The young Slovak artist Ľudmila A. Valenčíková (*1980) creates her own, a little bit binding space of identity. She models a series of encounters of objects, sculptures, reliefs and interactive installations. It is concerned a formatting of a coherent visual environment, where there is a special “sensing” of her intimate and imaginary space, which acquires a soft and fluid nature. Not only for the involvement of most soft and temporary materials (textiles, lace, wadding, foam, polystyrene crumb, silicone, nets, stockings, and found items), but also for their feminine poetics and flow of texts, the variability of situations and the transition from intimate discovery of something fragile and vulnerable to clouding, secrecy and non-communicability of the (un)told. The exhibition Space IN(dentity) thus brings an imaginative “stitched” inner space of a young artist, a woman and a mother – “I no longer talk with my away-flowing belly”…

II. Symbolic space

Amalka presents this personal space “as a demarcation of the emotional need for “protection””, filters data, mixes feelings and transposes the sculptural form to a new symbolic level. She induces certain spiritual states in bodily form and materialization. On the one hand, she presents the archaic consciousness and “breathing” of matter (metaphorically expresses fertility, motherhood, great-grandmother’s archetype, male and female power “let’s stop them, sisters”) and on the other hand she brings physical sensuality and suffering (corporeality, symbol of rhombus and egg, tired body, nursing, etc. ). Finally, the colourless materials and the ubiquitous white (tarpaulin, lace, wadding, plaster, cotton wool) speak of this – it is a quiet symbolic landscape of freshly snow-covered innocence, prenatal purity and the immaculateness of linen canvas from grandma. The domesticated area in question recalls the individual stops of tribulation and trials on the path of life and art with a cut-off exclamation: “(Have a pity) and love yourself”.

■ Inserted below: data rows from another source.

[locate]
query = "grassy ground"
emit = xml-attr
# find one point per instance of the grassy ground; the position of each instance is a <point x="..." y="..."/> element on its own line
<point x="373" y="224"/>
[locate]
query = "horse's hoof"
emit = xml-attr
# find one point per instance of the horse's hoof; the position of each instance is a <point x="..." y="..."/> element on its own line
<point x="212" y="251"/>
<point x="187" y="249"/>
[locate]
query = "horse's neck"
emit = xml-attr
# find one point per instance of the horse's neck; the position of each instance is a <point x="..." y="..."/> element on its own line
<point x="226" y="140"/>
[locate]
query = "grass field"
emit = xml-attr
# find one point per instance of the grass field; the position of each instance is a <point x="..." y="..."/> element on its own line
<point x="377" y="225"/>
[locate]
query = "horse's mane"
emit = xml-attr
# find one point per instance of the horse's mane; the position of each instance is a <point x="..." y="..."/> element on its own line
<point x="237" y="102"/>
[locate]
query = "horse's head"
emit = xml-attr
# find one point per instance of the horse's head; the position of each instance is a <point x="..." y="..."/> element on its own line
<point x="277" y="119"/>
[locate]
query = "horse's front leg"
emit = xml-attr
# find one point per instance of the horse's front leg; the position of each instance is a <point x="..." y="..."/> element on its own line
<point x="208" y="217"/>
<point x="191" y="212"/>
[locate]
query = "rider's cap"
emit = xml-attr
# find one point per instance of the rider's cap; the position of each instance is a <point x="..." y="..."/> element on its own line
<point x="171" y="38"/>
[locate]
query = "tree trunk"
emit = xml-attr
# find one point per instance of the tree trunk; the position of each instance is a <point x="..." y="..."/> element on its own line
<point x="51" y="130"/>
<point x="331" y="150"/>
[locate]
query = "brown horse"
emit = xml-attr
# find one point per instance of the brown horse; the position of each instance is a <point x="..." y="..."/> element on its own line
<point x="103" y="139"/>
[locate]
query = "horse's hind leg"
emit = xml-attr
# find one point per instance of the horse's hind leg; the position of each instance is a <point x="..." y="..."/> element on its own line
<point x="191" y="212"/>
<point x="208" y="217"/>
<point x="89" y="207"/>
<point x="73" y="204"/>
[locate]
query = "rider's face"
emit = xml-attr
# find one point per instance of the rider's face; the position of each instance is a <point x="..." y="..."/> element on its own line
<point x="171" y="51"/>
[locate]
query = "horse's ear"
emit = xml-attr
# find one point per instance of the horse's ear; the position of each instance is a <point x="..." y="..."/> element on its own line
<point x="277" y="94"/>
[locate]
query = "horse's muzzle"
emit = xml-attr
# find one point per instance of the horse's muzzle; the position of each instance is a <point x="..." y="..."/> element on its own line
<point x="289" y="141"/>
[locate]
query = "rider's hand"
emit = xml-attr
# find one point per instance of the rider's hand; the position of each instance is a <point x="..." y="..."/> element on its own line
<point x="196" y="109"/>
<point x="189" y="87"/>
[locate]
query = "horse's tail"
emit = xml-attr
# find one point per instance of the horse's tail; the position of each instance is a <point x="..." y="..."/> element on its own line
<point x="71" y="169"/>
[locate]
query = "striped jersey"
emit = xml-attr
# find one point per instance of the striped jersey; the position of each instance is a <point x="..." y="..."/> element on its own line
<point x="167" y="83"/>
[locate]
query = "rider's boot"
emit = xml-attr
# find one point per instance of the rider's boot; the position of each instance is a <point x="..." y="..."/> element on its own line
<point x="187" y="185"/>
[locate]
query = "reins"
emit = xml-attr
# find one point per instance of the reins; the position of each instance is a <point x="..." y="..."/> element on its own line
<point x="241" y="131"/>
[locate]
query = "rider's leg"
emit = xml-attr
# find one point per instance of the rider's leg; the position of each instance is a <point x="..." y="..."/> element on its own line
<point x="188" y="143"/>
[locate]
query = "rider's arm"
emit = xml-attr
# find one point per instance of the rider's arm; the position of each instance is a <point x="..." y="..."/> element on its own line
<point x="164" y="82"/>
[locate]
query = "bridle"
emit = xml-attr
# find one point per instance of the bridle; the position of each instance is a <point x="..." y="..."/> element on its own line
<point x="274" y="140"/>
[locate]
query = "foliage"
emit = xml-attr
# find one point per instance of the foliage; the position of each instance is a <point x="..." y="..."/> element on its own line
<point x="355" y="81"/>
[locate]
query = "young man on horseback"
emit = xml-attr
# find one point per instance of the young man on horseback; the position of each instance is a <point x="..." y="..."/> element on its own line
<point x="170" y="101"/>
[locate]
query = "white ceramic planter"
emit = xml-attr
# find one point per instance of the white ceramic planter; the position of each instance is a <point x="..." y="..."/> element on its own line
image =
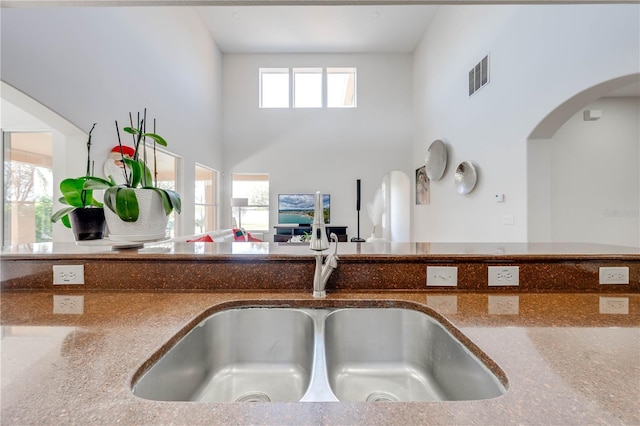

III. Personal statement, confession and answer

Amalka’s self-reflective space brings something fabulous, nice and lacelike, but also hurtful and disturbingly painful – “how many stitches, so many scars on the soul…”. It is rarely authentic and existential (perhaps even unavailable to men). There is something melancholy, shy and silent, a little closed and unfinished – “I will dive into emptiness and cool down…”, but also emotionally charged and expansive captivating – “I expand in space until I get lost…”.